For clinical practice, the priority is to pair a brief topical steroid course with source control. In staphylococcal/rosacea phenotypes, that means lid hygiene and targeted antimicrobials; in tuberculosis-risk contexts, appropriate testing and therapy; in virus-linked presentations, add pathogen-directed treatment (oral antivirals when HSV is plausible; excision/eradication of molluscum lesions). In recurrent or steroid-dependent pediatric PKC, topical cyclosporine offers a steroid-sparing path to durable control. Escalating steroids alone in suspected herpetic disease is ill-advised. The evidence base for virus-associated PKC is still limited (outbreaks, case reports, small series).
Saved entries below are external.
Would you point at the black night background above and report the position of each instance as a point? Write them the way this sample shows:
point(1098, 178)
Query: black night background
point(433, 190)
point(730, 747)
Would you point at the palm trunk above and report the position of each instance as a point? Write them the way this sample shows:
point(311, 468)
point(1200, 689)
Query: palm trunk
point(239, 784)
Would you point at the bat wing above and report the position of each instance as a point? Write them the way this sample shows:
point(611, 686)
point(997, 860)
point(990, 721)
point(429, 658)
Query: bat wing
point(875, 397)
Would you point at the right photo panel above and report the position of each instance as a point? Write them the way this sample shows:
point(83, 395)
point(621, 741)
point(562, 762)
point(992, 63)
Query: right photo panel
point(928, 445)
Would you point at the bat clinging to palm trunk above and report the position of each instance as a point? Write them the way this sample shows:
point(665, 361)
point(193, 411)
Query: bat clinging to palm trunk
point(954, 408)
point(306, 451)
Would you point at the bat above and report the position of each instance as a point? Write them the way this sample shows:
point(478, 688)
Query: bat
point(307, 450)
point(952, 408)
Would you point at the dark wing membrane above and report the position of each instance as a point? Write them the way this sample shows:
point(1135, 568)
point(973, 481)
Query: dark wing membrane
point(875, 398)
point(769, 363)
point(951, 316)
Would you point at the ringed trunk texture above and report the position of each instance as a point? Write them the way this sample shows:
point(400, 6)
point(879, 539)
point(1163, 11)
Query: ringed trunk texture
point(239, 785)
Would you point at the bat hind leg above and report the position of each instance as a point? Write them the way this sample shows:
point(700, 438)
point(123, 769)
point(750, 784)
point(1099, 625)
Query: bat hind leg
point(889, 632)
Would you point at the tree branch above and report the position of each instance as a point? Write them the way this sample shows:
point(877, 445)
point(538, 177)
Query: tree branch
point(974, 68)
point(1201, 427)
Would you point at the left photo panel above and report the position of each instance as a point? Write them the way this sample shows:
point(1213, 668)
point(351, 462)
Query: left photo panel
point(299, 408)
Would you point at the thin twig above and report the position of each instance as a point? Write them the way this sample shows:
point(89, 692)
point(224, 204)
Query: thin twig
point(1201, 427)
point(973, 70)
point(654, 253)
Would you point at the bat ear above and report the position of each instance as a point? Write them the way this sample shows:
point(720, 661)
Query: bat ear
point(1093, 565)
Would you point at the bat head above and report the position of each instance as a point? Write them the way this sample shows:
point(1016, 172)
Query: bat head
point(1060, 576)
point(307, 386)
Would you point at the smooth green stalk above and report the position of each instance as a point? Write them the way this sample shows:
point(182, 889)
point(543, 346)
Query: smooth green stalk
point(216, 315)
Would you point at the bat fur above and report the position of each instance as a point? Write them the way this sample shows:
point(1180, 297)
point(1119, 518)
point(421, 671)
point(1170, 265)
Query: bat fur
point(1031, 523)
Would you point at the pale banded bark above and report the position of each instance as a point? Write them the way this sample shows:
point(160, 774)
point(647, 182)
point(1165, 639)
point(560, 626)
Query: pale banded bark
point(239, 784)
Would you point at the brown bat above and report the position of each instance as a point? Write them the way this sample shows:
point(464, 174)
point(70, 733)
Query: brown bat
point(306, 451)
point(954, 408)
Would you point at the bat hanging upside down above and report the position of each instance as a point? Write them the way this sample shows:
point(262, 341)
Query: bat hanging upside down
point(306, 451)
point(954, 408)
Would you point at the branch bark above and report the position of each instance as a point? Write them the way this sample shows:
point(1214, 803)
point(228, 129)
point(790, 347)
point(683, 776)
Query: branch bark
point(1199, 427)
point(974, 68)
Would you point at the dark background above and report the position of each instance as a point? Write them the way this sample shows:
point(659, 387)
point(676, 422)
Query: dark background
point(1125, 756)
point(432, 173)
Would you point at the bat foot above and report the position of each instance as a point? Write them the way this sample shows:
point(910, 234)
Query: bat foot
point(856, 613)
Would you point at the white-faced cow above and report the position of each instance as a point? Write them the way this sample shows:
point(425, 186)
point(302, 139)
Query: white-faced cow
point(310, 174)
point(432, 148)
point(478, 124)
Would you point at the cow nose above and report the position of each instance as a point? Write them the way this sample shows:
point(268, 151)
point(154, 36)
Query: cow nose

To move beyond plausibility, the field needs multicenter registries, standardized case definitions with virologic work-ups, and interventional studies testing “steroid-only” vs “steroid + pathogen-directed” strategies, alongside tear/conjunctival immune profiling to verify the predicted type IV/Th1 signature. Until such data are available, a trigger-focused, virus-aware approach aligns with immunopathology, supports antimicrobial stewardship, and-most importantly-reduces recurrences and vision-threatening complications while minimizing cumulative steroid exposure.